Nel vino (a cui avevamo aggiunto colloidi di vino), invece, la musica è cambiata drasticamente. L’efficacia di tutti gli enzimi testati, incluse le nostre aspergillopepsine, è crollata. La riduzione delle proteine e la formazione di prodotti di clivaggio erano molto scarse. Cosa significa? Che non sono le proteine del vino in sé ad essere impossibili da degradare (nel mosto e in tampone ci riusciamo), ma è proprio la matrice vino (probabilmente a causa dell’alcol, dei polifenoli o di altri composti) a inibire fortemente l’attività enzimatica.
Un’ultima nota curiosa: tre enzimi (Brewers Clarex, Maxamyl CPP, Maxamyl PSP) hanno mostrato un comportamento strano. In tampone, riducevano poco le proteine totali (Eprotein bassa o negativa) ma producevano comunque una certa quantità di frammenti (Ecleavage moderata) e, soprattutto, erano molto efficaci nell’inibire la torbidità (Ehaze alta)! Forse riescono a degradare selettivamente solo alcune proteine chiave per la formazione della torbidità? È un’ipotesi affascinante che merita ulteriori indagini.
Conclusioni e Prospettive Future
Cosa ci portiamo a casa da questo lungo viaggio nel mondo delle proteine del vino?
- Il calore è fondamentale: serve una temperatura di almeno 50°C per iniziare a destabilizzare le proteine, e almeno 60°C per permettere agli enzimi attuali di lavorare efficacemente.
- Gli ultrasuoni e gli agenti riducenti (SO2 a dosi legali, acido ascorbico) non sembrano offrire scorciatoie per facilitare la denaturazione o l’azione enzimatica nelle condizioni da noi testate su colloidi complessi.
- Le aspergillopepsine si confermano gli enzimi più potenti al momento, ma richiedono il supporto del calore.
- L’applicazione ideale per questi enzimi è nel mosto, prima della fermentazione, perché la matrice vino ne inibisce fortemente l’attività.

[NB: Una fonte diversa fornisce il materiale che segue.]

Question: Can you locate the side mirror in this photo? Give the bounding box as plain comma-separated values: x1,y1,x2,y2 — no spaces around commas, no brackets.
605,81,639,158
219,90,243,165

La strada verso un’alternativa definitiva alla bentonite è ancora in corso. Serviranno ulteriori ricerche per ottimizzare l’uso delle aspergillopepsine con il giusto apporto di calore su scala industriale, minimizzando l’impatto sulla qualità del vino. E bisognerà capire meglio il meccanismo di quegli enzimi “misteriosi” che sembrano prevenire la torbidità senza degradare massicciamente tutte le proteine. La scienza del vino non smette mai di affascinare!